As with Orcs Must Die! 2, we're essentially looking at a tweaked, expanded version of the first game rather than a true rebuild or new exploration of the ideas. That's fine, and aside from the truly remarkable feat of coming up with an even less likeable protagonist than Prototype 1's, this is comfortably the superior of the two games. Without an addition as big as co-op though, I'm harder pushed to say quite why you need this in your life if you've already played the original.

The closest thing it has to Mutation With Friends is the RADNET scoreboard-based challenges, but those are meanly ringfenced into the RADNET pre-order DLC. It looks a bit better than its predecessor (and doesn't feature loads of magazine shops called Magazine Shop, which is a relief), there are more powers and the sense of wanton destruction is heightened, but... Oh, I can't be bothered to put anything after that dotdotdot, I'm only repeating myself now.

Maybe if Prototype had more charisma, maybe if someone in it cracked a smile, maybe if you couldn't almost hear the actors turning the pages of the scripts they're reading aloud for the first time, maybe if it wasn't entirely set within a rather routine cityscape, maybe if it had surprised rather than simply continued it would have been a smash hit and Radical would still be with us today.

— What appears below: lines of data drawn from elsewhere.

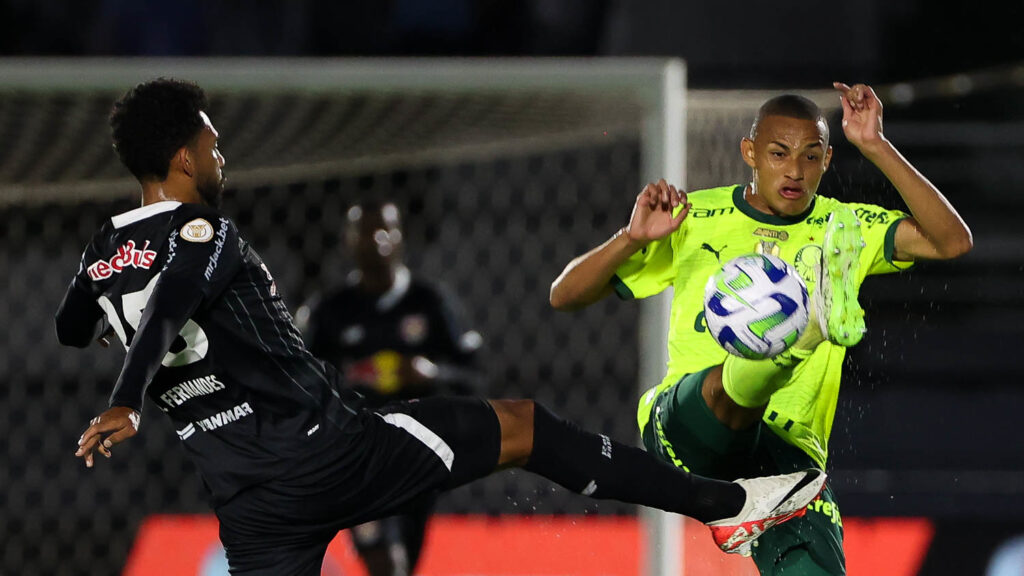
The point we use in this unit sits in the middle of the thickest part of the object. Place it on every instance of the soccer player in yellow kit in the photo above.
(725, 416)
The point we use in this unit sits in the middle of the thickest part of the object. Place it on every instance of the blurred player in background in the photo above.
(725, 416)
(394, 336)
(288, 453)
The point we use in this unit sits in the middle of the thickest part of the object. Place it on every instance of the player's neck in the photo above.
(756, 201)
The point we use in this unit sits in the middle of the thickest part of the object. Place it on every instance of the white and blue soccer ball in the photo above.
(756, 306)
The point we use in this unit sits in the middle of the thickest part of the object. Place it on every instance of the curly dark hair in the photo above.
(153, 121)
(790, 106)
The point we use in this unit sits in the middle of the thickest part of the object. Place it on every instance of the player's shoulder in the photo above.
(199, 222)
(713, 196)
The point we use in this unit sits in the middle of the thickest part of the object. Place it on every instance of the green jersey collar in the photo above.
(744, 207)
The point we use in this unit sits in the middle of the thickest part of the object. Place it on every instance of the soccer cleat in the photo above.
(834, 302)
(770, 501)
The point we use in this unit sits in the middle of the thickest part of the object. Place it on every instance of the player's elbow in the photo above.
(561, 299)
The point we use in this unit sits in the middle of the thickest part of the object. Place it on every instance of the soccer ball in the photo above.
(756, 306)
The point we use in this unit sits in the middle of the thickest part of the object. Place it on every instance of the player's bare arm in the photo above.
(113, 426)
(587, 279)
(935, 231)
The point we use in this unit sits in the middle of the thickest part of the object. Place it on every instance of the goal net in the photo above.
(505, 170)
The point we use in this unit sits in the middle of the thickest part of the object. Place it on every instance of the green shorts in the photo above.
(682, 429)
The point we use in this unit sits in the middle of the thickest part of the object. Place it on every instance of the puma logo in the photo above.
(718, 253)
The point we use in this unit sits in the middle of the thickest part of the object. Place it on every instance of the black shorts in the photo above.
(406, 453)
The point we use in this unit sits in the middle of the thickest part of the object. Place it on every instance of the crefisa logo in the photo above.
(127, 256)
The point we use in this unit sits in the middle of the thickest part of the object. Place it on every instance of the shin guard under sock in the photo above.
(600, 467)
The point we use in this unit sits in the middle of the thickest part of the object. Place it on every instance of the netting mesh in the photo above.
(499, 193)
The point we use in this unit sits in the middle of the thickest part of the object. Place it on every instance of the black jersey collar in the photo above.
(132, 216)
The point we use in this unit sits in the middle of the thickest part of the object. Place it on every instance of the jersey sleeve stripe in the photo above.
(622, 290)
(890, 244)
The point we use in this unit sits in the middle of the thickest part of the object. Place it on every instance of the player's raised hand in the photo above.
(861, 114)
(111, 427)
(658, 211)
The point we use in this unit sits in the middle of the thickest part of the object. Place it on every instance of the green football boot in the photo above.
(835, 303)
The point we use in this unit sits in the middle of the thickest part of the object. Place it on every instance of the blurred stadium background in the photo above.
(501, 188)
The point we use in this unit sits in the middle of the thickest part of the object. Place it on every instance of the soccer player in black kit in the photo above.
(288, 454)
(394, 335)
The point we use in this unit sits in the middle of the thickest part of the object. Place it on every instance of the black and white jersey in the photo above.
(209, 340)
(350, 327)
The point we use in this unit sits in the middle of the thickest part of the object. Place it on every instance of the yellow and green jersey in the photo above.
(720, 227)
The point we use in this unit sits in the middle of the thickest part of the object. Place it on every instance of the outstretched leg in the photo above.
(595, 465)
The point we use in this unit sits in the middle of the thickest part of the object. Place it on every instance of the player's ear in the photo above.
(183, 160)
(747, 151)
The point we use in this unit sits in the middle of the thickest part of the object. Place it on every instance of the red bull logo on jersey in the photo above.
(127, 256)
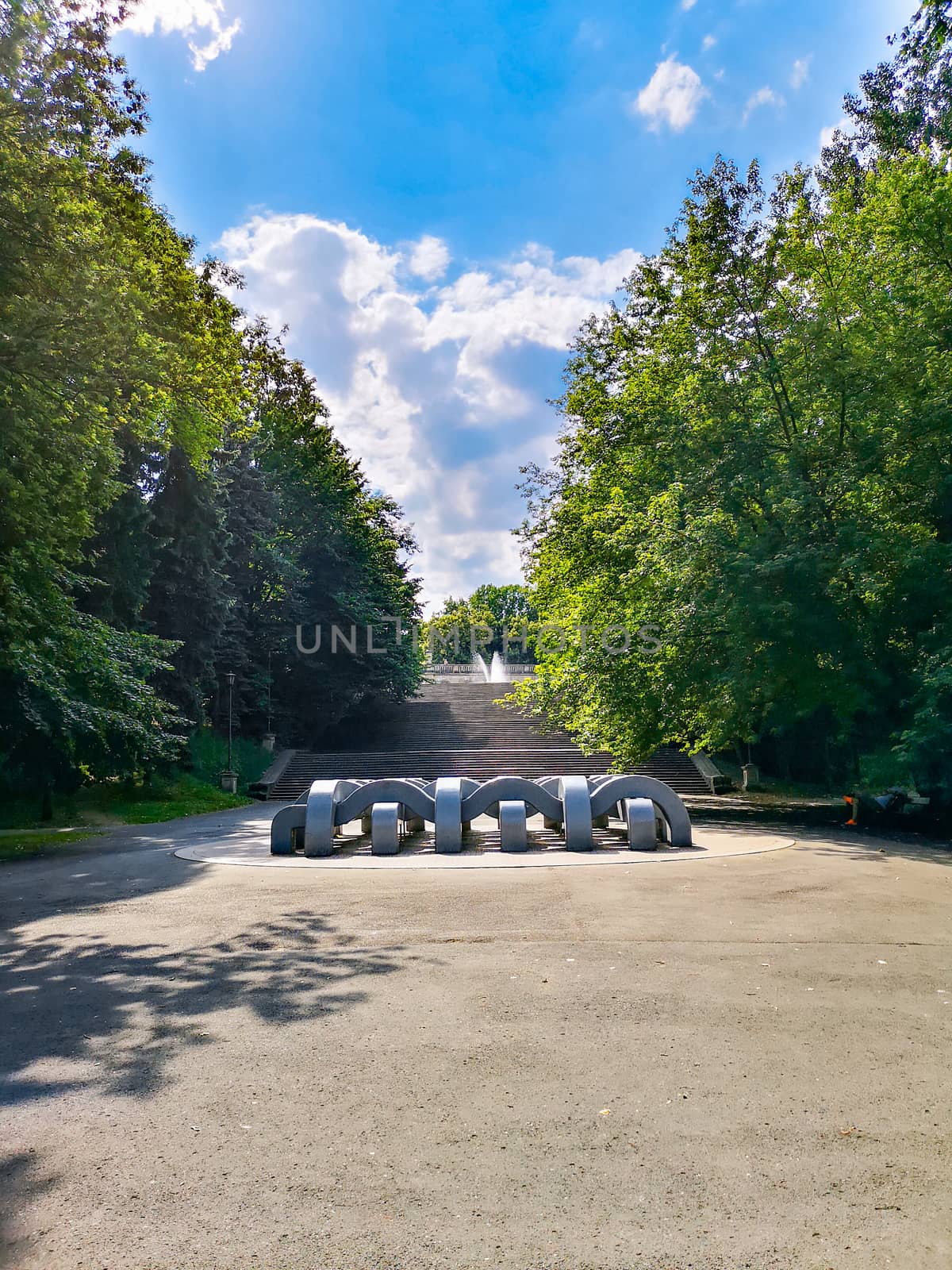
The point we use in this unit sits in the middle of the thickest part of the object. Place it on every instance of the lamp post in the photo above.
(270, 736)
(228, 779)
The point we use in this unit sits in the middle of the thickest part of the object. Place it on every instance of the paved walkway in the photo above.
(724, 1064)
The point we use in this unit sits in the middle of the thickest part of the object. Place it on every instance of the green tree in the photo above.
(188, 594)
(755, 467)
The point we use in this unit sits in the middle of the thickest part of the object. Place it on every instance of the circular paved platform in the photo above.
(482, 851)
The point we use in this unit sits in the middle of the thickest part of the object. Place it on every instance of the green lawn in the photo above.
(22, 846)
(122, 803)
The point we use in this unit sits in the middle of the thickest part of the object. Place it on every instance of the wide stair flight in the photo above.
(456, 729)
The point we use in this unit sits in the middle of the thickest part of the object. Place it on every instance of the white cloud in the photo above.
(800, 73)
(442, 395)
(429, 258)
(190, 18)
(672, 95)
(765, 95)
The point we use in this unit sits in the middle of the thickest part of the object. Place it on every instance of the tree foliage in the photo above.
(757, 460)
(148, 433)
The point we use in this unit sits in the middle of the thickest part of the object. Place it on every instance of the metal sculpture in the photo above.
(649, 810)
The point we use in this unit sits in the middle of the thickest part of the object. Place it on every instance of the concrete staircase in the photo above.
(456, 729)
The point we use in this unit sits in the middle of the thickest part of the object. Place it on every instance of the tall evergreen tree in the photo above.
(188, 591)
(121, 552)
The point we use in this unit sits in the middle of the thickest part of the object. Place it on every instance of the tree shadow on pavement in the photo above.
(21, 1176)
(88, 1013)
(97, 1015)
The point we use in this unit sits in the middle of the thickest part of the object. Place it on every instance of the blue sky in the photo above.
(433, 196)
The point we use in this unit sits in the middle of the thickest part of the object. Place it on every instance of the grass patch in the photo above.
(25, 846)
(124, 803)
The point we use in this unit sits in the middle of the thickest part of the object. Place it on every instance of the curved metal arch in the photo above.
(577, 812)
(619, 787)
(512, 789)
(323, 799)
(283, 825)
(389, 789)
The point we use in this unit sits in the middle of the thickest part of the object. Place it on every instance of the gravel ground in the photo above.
(706, 1066)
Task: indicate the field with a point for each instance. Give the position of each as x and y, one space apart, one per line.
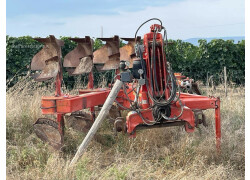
166 153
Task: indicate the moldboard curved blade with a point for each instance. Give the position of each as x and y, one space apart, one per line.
109 54
48 58
50 70
47 131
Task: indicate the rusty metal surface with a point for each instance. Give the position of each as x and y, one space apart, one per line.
108 54
127 52
50 70
81 122
85 66
48 59
47 131
75 58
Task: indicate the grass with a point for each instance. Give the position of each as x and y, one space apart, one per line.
166 153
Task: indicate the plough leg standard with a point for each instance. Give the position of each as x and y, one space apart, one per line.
150 91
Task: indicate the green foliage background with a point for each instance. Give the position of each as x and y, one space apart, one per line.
198 62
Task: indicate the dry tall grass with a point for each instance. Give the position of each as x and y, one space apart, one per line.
168 153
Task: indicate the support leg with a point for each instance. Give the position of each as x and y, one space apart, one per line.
60 122
91 86
218 125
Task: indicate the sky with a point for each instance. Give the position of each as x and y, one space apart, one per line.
183 19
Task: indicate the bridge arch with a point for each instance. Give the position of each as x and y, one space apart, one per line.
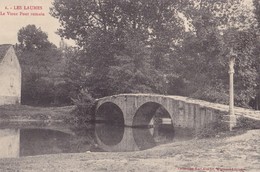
185 113
147 111
110 112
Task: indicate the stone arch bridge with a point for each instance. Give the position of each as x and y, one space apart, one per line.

Such moralising, despite my very real sympathy for those who lost their jobs because of a hugely profitable corporation's merciless fixation on its bottom line, is academic to the issue of the now though - should you buy Prototype 2? "Maybe." Stick that in yer bloody Metacritic pipe and smoke it.

Edit - some have reported performance issues with the PC port. I didn't encounter anything that stood out in that regard, but maybe I'm either lucky or stupid.